To our friends, I'd say with a nasty smirk, 'I give them a month. Tops.'
Within three, they catapulted from casual dating to full-fledged monogamy. The closer they got, the further I grew from Elyse.
Information she used to confide in me first now trickled in from other sources. She didn't tell me when her intuitive healer had a vision of her and Brooke surrounded by their future children. Nor did she mention when they said I love you for the first time. In turn, I stopped reaching out to her in moments of joy and sadness. When my boyfriend proposed on a beach in Mexico. When I became pregnant. When I suffered a miscarriage that landed me in the ER.
That spring, Elyse flew to Washington to meet Brooke's family. Through the lens of social media, I watched her immersion into a life that was once mine. I flinched at the photos—the flowers in his mother's garden, Elyse's face pressed adoringly to his. I'd lost her to him. In a way, I grieved for him again, too. I liked all the pictures, of course, proving with a digital heart I was the bigger person.
I wasn't.
That summer, my boyfriend and I decided to forgo a traditional wedding, opting to throw a small party in our backyard with our closest friends. Part of me longed for Elyse to be there. In the end, I didn't invite her.
This was the slight that broke the dam of our repressed silence. In a heated email, she accused me of pushing her away first.
'You said you were okay with us from the get-go,' she wrote. 'Your feelings changed. You didn't talk to me about it.
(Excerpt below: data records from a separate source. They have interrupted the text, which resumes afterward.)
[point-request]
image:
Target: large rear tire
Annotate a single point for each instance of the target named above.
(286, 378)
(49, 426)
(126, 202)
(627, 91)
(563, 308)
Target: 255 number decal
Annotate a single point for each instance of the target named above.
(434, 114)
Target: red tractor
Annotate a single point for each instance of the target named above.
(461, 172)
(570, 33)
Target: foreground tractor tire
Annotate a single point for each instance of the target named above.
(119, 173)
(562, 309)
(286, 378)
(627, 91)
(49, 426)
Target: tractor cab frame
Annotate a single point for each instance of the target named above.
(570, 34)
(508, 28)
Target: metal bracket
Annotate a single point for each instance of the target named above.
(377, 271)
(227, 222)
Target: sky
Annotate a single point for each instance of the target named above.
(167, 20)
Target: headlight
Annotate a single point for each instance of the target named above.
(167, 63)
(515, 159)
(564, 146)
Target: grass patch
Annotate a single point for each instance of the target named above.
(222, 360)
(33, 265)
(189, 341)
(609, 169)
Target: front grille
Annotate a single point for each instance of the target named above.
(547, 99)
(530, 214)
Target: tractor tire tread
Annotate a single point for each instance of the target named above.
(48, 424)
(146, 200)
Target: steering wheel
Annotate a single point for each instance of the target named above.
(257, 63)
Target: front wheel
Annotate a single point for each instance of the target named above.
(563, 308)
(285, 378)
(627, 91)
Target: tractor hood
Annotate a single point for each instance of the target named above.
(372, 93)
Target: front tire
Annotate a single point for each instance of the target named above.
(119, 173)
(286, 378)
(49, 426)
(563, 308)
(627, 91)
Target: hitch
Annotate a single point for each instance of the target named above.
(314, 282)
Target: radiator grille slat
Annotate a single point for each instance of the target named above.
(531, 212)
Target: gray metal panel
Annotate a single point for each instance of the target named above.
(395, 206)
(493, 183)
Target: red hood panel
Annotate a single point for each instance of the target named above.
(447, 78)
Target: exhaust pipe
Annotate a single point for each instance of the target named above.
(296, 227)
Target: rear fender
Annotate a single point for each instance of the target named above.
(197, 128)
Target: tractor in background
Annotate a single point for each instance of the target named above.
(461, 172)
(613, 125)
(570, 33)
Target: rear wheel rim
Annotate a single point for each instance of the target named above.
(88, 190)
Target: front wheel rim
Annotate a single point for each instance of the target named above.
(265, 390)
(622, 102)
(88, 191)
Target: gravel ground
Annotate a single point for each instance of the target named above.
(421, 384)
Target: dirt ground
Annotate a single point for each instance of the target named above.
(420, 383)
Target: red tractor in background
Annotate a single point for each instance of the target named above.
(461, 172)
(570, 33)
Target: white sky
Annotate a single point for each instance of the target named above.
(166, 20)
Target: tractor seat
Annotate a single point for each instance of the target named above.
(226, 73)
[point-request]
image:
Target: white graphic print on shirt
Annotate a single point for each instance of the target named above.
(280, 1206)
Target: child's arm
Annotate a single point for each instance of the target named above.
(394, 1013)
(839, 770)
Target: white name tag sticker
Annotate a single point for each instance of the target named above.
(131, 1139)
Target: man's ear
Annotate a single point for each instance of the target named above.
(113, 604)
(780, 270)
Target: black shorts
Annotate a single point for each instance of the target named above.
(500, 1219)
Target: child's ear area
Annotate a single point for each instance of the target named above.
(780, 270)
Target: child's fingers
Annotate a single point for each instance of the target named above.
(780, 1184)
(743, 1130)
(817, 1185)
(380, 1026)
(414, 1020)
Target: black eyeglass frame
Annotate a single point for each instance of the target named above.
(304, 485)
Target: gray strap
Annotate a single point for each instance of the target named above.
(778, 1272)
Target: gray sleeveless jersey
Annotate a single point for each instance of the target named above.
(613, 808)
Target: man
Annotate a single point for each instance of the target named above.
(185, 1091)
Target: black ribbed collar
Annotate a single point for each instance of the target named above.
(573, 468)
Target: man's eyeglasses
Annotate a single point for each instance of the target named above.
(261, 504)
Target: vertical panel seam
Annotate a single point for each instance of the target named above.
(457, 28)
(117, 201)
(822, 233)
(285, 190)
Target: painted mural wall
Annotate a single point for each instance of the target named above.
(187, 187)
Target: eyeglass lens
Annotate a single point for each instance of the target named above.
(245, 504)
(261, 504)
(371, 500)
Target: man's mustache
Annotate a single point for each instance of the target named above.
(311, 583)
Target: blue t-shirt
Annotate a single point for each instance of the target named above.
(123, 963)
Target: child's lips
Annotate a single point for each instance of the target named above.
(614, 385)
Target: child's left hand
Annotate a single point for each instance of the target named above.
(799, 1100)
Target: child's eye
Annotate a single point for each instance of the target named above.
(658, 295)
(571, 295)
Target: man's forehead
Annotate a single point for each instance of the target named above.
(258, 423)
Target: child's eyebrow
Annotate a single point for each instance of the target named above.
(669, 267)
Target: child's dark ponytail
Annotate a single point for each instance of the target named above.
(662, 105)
Are you jealous?'
Reading it, I spat out my coffee. Me? Jealous?! Of what?! I had zero desire to be with my ex-husband again. I wanted an acknowledgment that she knew sleeping with Brooke could irrevocably alter our friendship. That in that moment, she'd chosen him over us. As soon as I said it, I realized she was right. I was deeply jealous—not of Elyse, but of Brooke.
The idea that jealousy was an emotion to abhor was just as ingrained in me as the concept of 'girl code.' It'd been easier to focus on Elyse's alleged disloyalty than it was for me to look inward. When I did finally accept my jealousy, I saw it stemmed from fear and anxiety. I didn't want him back in my orbit in this strange new way. I also didn't see a world in which the three of us could be friends, and I was afraid I would lose her altogether.
By gossiping behind her back and being dishonest about my true feelings, I'd made that world a terrible reality. My shame over being jealous had allowed resentment to rot the roots where love and trust once bloomed. In only seven months, I destroyed one of the most important friendships of my life.
My reckoning came too late. Despite trying to apologize for my behavior, Elyse wasn't ready. I'd wounded her. For three years, we existed on the periphery of friends.
Then, early in the pandemic, I picked up the phone. It felt like an eternity had passed since we'd last spoken. As the line rang, I chewed on my lip, unsure she'd even accept my call.
'Hi!' Elyse answered. She sounded tentative, but happy. A mixture of relief, sadness, and hope overwhelmed me. I'd missed my friend dearly.
'I'm pregnant,' I said. 'We're having a baby girl.'
That day we talked and talked, catching up about our lives, how scary and dark the world felt. It was the first of many phone calls to come. Slowly, we rebuilt our communication and trust. Now, we're even closer than before, and when I look at Brooke, I don't see my ex-husband. I see a devoted, adoring partner to a woman I cherish.
Recently, I flew to Maui to co-host Elyse's baby shower. On the day of her celebration, I stood in front of the guests to offer a toast. Elyse was resplendent in fuchsia, her belly draped in strands of flowers. I raised a glass of champagne, my voice breaking as I tried to convey my love and happiness for her. We locked eyes, and she smiled. I didn't have to say anything. She already knew.